In 2019, Maekawa launched a project to re-create and raise awareness about the bygone syrup in cooperation with Housekibaco — a shaved-ice store with a number of Nara outlets, including at Himuro Shrine, where the god of ice is enshrined.
As part of her efforts, Maekawa decided to artificially reproduce the flavor in a bid to circumvent the extended period of time it takes to extract sap from the natsuzuta vine.
Maekawa recalled that the production process involved a lot of trial and error, noting that it was especially difficult to satisfactorily reproduce amazurasen’s noted fresh sweetness. However, after further research, Maekawa learned that persimmon tannin, which contains polyphenols, helped replicate amazurasen’s well-documented bitter overtones.
With help from Hamasaki, Maekawa believes she managed to get even closer to the original flavor after analyzing sweeteners made using natsuzuta sap sourced from across Japan. Now, based on Hamasaki’s recipe, which details levels of sucrose, persimmon tannin and other ingredients, Maekawa believes she has succeeded in fully recreating the taste of the original syrup.
A special event was held in Nara in July to introduce the rebooted sweetener and detail its development.

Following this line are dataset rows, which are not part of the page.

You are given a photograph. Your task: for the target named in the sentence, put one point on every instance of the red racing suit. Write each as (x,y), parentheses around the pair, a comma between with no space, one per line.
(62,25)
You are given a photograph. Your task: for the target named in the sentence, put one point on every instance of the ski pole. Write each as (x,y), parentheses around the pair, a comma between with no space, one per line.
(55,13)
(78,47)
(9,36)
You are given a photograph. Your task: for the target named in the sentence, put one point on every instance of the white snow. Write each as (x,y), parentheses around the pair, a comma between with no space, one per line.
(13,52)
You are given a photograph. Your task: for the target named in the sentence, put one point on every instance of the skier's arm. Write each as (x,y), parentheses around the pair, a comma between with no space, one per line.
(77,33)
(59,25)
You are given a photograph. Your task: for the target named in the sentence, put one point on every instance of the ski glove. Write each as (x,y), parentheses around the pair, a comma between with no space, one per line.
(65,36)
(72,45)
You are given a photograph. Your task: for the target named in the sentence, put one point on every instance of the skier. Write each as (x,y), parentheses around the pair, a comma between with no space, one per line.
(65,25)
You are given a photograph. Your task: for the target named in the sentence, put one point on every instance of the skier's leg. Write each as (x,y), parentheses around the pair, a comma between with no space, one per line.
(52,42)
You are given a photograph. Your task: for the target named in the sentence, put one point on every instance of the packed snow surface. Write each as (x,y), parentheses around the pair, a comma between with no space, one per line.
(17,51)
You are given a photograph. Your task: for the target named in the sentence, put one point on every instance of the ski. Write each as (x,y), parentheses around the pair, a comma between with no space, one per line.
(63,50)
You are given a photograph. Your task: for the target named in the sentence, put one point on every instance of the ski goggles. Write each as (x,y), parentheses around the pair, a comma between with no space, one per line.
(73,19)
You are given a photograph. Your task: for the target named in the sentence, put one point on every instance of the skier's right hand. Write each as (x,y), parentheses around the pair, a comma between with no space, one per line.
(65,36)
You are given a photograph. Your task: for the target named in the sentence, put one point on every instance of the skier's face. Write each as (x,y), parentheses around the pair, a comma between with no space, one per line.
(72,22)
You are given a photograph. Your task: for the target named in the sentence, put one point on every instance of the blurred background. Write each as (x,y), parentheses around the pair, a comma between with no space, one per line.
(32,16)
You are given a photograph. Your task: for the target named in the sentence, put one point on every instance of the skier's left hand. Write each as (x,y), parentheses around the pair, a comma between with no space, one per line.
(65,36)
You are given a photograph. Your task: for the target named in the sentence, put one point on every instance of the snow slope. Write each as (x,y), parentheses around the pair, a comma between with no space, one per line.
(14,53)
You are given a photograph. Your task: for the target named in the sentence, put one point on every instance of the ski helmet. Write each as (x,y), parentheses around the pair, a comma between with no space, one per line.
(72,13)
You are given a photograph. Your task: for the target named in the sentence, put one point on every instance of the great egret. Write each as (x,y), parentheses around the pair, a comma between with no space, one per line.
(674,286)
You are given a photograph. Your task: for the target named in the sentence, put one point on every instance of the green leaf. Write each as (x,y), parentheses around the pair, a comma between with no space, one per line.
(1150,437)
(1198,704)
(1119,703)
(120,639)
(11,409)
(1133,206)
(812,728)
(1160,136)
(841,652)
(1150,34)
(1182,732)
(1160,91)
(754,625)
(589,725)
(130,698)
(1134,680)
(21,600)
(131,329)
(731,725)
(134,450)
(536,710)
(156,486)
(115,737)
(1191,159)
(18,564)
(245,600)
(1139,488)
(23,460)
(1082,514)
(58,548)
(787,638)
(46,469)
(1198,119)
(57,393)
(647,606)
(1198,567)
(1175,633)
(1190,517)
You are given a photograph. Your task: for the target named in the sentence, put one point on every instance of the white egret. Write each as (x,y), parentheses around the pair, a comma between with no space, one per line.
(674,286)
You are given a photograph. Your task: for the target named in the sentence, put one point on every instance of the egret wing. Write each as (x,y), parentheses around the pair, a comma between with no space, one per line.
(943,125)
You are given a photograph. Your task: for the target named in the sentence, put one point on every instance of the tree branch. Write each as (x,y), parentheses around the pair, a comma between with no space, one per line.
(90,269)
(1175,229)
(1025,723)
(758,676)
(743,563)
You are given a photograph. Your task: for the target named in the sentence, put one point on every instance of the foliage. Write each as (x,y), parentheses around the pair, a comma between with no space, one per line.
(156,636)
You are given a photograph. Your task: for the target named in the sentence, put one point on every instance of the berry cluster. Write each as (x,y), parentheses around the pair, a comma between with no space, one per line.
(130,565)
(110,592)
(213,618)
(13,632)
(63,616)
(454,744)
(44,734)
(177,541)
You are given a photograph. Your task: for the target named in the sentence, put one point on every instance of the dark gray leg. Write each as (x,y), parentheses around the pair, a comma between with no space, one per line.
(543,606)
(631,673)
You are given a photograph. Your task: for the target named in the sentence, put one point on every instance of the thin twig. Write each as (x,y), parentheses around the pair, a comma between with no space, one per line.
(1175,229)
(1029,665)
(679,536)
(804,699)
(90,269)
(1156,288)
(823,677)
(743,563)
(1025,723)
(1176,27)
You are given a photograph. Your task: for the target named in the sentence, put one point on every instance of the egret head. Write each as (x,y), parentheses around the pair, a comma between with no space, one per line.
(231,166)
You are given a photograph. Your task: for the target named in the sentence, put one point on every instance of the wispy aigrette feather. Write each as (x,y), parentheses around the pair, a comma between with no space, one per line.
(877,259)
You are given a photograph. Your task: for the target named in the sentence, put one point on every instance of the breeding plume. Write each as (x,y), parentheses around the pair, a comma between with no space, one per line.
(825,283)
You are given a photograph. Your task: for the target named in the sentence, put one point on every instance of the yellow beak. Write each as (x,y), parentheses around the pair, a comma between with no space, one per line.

Participants were able to enjoy the syrup served atop shaved ice, and Housekibaco plans to hold similar events in the future.
Meanwhile, Kotonoma Akari, a cafe, bar and variety shop in Nara, is considering offering sweets made with the syrup.
Amazurasen was very common in ancient times, and was even used to pay taxes to the ancient capital of Heijokyo (present-day Nara) and the ancient capital of Heiankyo (present-day Kyoto).
“This kind of historical information is not widely known,” Maekawa said. “We’re keen to pass on knowledge regarding amazurasen to future generations and raise awareness about the syrup throughout the country.”